Particularly, I'm thinking about time-propagation of a linear equation
$$i\partial_t v =M v$$ where $M$ is self-adjoint. (Or equivalently, without the complex unit $i$ and then $M$ is skew-hermitian, or in the real case, symmetric or skew-symmetric),
Discretization of this equation on an equidistant grid, together with the usual finite-difference formulas for derivatives, leads to a hermitian coefficient matrix. The same is true for a spectral expansion. The arising matrices have nice properties: one can diagonalize them and get real eigenvalues and orthogonal eigenvectors, one can apply linear algebra routines tailored to symmetric matrices, and so on.

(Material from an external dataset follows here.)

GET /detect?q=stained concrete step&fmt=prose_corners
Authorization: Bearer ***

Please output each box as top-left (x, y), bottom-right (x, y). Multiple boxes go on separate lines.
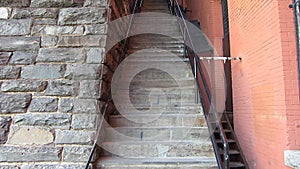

On the other hand, there are several successful methods (finite differences on non-equally spaced grids, one-sided finite differences, Chebyshev and other pseudospectral methods, etc.) which allow for a more accurate expansion (e.g. finer grid in important regions), but usually lead to non-hermitian coefficient matrices.
What is preferable? Should I keep the symmetry as long as possible? Or can one rely as well on non-symmetric matrices?
This is a question which is puzzling me for a long time and where I have not found a concrete analysis yet. However, almost any reference seems to give statements such as "symmetry in the coefficient matrix is preferable" due to "stability" or whatever.
Questions (more detailed):
What is the theoretical impact of this symmetry breaking? Problems I see: eigenvalues can become complex, so there is no guarantee that variational optimization still holds. This also implies that conservation laws do not hold anymore. Is this a problem in practice, or does a good choice of non-symmetric discretization (numerically) avoids these problems?
What is the drawback in using non-symmetric coefficient matrices? (Besides the obvious one that no Linear Algebra routines specifically designed to symmetric matrices can be used).
If there should be a disadvantage by using non-symmetric matrices: Is it reasonable to introduce symmetry artificially? E.g. by symmetrizing $[\tilde M_{ij} = 1/2(M_{ij} + M_{ji})]$, setting up the second derivative matrix (which is often the source of asymmetry) in terms of the first $(D_2 = D_1^T D_1)$ or by more sophisticated constructions like variable changes, etc.?
Summarizing the previous points: are there any references which consider this topic (under whatever aspect)?